New way to make rockets burn on Mars – from methane?

Researchers have found a new way to convert methane into rocket fuel on Mars – giving future astronaut missions on the Red Planet essential flexibility, according to a recent blog post on the University of California, Irvine (UCI)’s official website.

RELATED: LIFE ON MARCH: SCIENTISTS ARE CLOSER TO SOLVING THE METHANE SPIRIT ON MARCH

Scientists create new way to convert methane into rocket fuel on Mars

Elon Musk and other engineers at SpaceX theorized such a method while looking for ways to combine water from ice on Mars with carbon dioxide to obtain enough carbon and hydrogen for methane production.

Once astronauts reach Mars, they can use this method to convert local Red Planet matter such as carbon dioxide and ice into rocket fuel – ready and ready to send humans on a return trip to Earth.

Although it is only a ‘proof of concept’ as it is written, the new method is successful in laboratory tests. “[L]engineering and research are needed before it can be fully implemented, “University of California Irvine physicist Huolin Xin said in a statement. But the results are very promising. “

To reduce the two-step process to one

To design the new method, the team used an existing two-step method to convert water into breathable oxygen at the International Space Station (ISS) – and is working to reduce it to one step. A single-atom zinc catalyst made this happen.

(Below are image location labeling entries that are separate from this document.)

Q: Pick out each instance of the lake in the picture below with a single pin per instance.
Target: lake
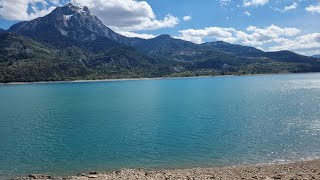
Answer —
(70, 128)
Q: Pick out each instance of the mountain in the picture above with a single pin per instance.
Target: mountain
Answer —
(71, 43)
(235, 49)
(71, 21)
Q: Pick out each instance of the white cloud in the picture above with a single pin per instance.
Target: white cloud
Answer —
(313, 8)
(187, 18)
(197, 35)
(224, 2)
(272, 38)
(18, 9)
(254, 35)
(132, 34)
(247, 13)
(127, 15)
(309, 42)
(291, 7)
(287, 8)
(247, 3)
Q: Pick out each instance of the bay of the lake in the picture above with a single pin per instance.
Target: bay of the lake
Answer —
(70, 128)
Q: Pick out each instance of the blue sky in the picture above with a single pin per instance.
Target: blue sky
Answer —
(270, 25)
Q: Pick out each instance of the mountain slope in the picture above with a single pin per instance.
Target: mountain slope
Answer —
(22, 59)
(71, 43)
(70, 21)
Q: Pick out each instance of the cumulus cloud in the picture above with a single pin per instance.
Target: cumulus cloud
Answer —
(272, 38)
(313, 8)
(18, 9)
(197, 35)
(253, 36)
(247, 13)
(247, 3)
(127, 15)
(187, 18)
(308, 42)
(287, 8)
(132, 34)
(224, 2)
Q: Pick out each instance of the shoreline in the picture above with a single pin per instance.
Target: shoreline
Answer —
(309, 169)
(143, 79)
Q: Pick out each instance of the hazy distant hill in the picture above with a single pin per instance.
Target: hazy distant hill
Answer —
(72, 43)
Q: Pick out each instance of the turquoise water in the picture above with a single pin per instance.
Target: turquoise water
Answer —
(69, 128)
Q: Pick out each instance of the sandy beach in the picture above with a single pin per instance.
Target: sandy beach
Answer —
(291, 171)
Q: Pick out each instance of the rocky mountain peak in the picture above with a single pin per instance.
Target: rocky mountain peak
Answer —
(75, 22)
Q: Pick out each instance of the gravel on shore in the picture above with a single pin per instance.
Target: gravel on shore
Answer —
(292, 171)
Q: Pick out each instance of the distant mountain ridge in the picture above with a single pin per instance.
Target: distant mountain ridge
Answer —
(72, 43)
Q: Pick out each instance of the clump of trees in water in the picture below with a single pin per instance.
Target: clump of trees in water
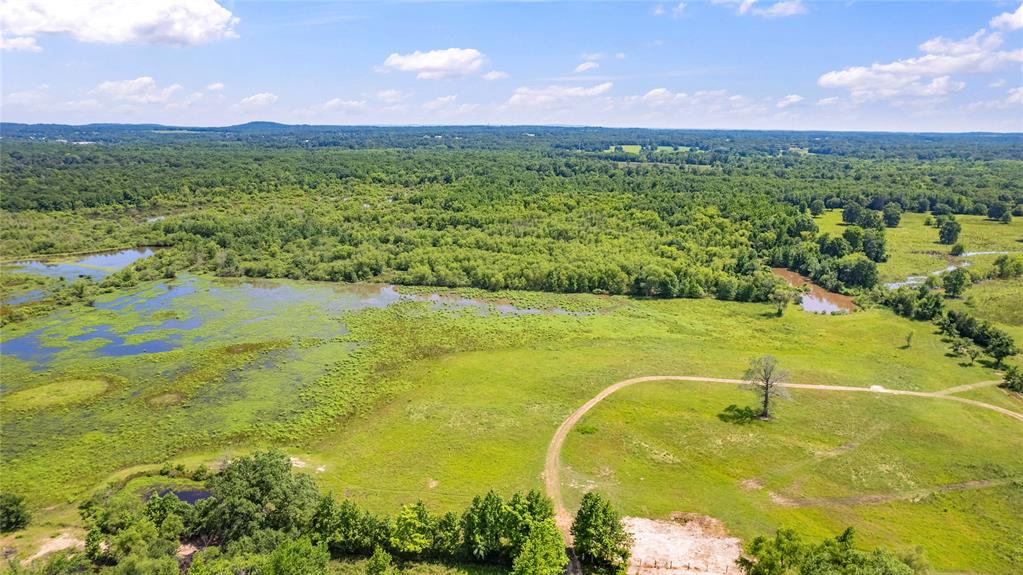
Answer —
(263, 518)
(13, 513)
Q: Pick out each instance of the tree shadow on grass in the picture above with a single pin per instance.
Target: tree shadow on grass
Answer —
(739, 415)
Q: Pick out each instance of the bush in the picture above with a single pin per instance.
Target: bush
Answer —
(599, 537)
(13, 514)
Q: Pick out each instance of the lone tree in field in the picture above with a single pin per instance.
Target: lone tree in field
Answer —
(1013, 380)
(765, 376)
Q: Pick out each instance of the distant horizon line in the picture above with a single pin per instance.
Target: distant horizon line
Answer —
(505, 126)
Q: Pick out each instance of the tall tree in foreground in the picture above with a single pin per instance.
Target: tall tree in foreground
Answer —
(1013, 380)
(764, 374)
(599, 537)
(543, 551)
(13, 514)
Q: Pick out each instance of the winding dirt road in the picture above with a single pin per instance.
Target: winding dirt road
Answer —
(552, 466)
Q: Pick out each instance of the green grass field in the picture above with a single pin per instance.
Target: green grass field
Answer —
(390, 405)
(914, 248)
(659, 447)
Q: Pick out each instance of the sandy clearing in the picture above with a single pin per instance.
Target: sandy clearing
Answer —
(62, 541)
(674, 547)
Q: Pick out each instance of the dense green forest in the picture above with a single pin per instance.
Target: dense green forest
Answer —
(691, 214)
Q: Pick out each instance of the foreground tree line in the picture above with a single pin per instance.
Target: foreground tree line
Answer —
(262, 518)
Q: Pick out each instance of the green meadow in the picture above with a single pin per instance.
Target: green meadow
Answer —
(417, 400)
(914, 247)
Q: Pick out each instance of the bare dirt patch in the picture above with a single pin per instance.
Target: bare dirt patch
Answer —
(751, 484)
(58, 543)
(686, 544)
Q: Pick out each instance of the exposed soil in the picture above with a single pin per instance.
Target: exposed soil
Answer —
(58, 543)
(914, 495)
(686, 544)
(552, 467)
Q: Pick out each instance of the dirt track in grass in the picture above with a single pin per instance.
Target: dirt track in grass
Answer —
(551, 469)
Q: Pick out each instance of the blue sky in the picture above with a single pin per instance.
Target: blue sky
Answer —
(723, 63)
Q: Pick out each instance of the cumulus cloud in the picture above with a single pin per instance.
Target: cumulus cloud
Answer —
(779, 9)
(258, 101)
(928, 75)
(437, 63)
(18, 44)
(706, 102)
(390, 96)
(789, 100)
(1009, 20)
(90, 104)
(31, 97)
(1013, 100)
(441, 102)
(340, 104)
(782, 9)
(676, 11)
(181, 23)
(140, 90)
(554, 95)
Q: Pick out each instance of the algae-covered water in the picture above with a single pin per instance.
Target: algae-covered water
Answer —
(187, 363)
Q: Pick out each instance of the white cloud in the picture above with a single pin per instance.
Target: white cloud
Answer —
(18, 44)
(661, 102)
(140, 90)
(779, 9)
(390, 96)
(676, 11)
(554, 95)
(782, 9)
(1009, 20)
(258, 101)
(437, 63)
(928, 75)
(789, 100)
(441, 102)
(90, 104)
(181, 23)
(1015, 96)
(343, 105)
(1013, 100)
(28, 97)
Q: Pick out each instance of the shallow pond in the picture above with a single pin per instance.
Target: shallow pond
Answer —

“The zinc is fundamentally an excellent catalyst,” Xin said in the statement. “It has time, selectivity and portability – a big advantage for space travel.”

By reducing the two-step process to one, the researchers created a more portable and compact method – stripped for transportation and use on the Red Planet, Xin said.

New process must play away with future propulsion technology

In the new methodology, atomic dispersed zinc plays a catalyst for the same reaction, which forges methane from carbon dioxide. This reaction via a specialized catalyst “converts CO2 efficiently into methane,” Xin adds.

Modern vehicles do not usually use methane-based rocket fuel, which means that this new process must be compatible with the propulsion technologies of the future.

SpaceX, Blue Origin, is already working on methane-based rocket fuel

However, the advantages that methane-based fuel has over liquid hydrogen – the fuel for Boeing and Lockheed – are several in number. Liquid hydrogen fuel, for example, leaves a carbon residue on rocket motors that must be cleaned before the next use, and on Mars it will not always be easy to step out at the proverbial front door to remove the debris.

However, some companies are already endorsing the new method – and committing themselves to the methane-powered rocket fuel. SpaceX’s Raptor engines on Starship, Firefly Alpha and Blue Origin’s BE-4 all have the focus on methane based rocket fuel, to name a few.